This is a MATLAB toolkit to incorporate Canonical Correlation Analysis (CCA), Partial Least Squares (PLS) and their different variants to investigate multivariate associations between multiple modalities of data, e.g., brain imaging and behaviour. These models find pairs of weights (one weight for each data modality) such that the linear combination of the brain and behavioural variables maximise correlation (CCA) or covariance (PLS).
The toolkit includes various options for CCA/PLS models (e.g., standard CCA, standard PLS, regularized CCA, sparse PLS) and analysis frameworks (e.g., statistical framework, machine learning framework). It can also perform Principal Component Analysis (PCA) to reduce the dimensionality of the data before entering them into standard CCA analysis (PCA-CCA).

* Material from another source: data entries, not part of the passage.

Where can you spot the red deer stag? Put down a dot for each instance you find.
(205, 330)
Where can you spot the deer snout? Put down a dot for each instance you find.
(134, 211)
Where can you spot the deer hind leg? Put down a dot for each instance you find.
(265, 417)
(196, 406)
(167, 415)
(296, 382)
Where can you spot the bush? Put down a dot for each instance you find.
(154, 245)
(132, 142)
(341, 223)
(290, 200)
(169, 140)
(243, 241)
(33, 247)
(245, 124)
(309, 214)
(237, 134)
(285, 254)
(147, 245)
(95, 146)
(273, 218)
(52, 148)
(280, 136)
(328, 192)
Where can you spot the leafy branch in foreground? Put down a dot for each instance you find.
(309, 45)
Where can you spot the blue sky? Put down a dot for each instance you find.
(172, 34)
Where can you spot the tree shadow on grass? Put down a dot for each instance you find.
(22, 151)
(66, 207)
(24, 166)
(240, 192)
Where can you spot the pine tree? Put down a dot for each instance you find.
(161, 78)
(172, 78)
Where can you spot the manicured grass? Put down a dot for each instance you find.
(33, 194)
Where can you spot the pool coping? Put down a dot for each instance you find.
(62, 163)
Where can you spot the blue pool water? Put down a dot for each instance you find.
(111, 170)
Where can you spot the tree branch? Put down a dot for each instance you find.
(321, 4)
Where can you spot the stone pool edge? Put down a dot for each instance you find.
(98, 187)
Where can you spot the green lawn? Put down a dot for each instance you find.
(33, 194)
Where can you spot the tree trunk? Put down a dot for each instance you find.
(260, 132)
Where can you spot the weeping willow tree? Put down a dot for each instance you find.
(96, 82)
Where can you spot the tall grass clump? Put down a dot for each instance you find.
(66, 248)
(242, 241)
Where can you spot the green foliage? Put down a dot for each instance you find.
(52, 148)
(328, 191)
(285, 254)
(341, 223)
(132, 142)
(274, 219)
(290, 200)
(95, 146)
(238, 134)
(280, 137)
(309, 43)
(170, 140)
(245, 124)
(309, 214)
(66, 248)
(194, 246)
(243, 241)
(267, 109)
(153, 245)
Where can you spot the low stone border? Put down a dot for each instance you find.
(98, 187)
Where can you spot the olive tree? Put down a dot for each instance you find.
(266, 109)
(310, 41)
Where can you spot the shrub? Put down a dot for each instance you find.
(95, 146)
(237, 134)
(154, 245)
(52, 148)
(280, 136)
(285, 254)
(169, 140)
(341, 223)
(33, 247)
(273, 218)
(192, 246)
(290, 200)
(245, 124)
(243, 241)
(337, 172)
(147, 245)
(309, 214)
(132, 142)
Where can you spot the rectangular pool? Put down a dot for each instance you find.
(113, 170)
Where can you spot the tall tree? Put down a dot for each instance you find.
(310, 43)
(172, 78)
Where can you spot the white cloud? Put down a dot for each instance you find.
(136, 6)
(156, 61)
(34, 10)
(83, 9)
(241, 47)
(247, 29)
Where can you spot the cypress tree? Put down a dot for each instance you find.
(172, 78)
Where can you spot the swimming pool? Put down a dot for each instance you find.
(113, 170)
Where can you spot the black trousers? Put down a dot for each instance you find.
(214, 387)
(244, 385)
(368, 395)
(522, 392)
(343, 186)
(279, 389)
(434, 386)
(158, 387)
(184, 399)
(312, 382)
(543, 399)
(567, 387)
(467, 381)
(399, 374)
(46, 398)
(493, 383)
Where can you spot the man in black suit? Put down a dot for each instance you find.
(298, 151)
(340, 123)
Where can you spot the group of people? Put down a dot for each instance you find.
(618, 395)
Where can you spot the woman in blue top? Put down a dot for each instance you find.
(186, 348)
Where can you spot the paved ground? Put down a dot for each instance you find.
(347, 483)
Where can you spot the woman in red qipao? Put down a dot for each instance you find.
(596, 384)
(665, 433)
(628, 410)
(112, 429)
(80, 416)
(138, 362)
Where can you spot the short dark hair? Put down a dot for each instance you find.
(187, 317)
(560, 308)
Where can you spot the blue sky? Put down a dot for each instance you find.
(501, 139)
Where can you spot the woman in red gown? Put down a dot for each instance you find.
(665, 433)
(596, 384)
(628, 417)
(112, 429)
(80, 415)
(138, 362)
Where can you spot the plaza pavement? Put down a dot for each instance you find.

Although there are methods to estimate all weights (or associative effects) for most CCA/PLS models at once, the toolkit uses an interative solution to be able to optimize the hyperparameters of the model (i.e., number of principal components or regularization parameters) for each associative effect independently. In such iterative solution, the CCA/PLS model estimates one pair of weights (one weight for each data modality) at a time. These associative effects are then removed from the data (by a process called deflation) and the same process is repeated multiple times. The iterative solution also allows to estimate different PLS variants by choosing a specific deflation.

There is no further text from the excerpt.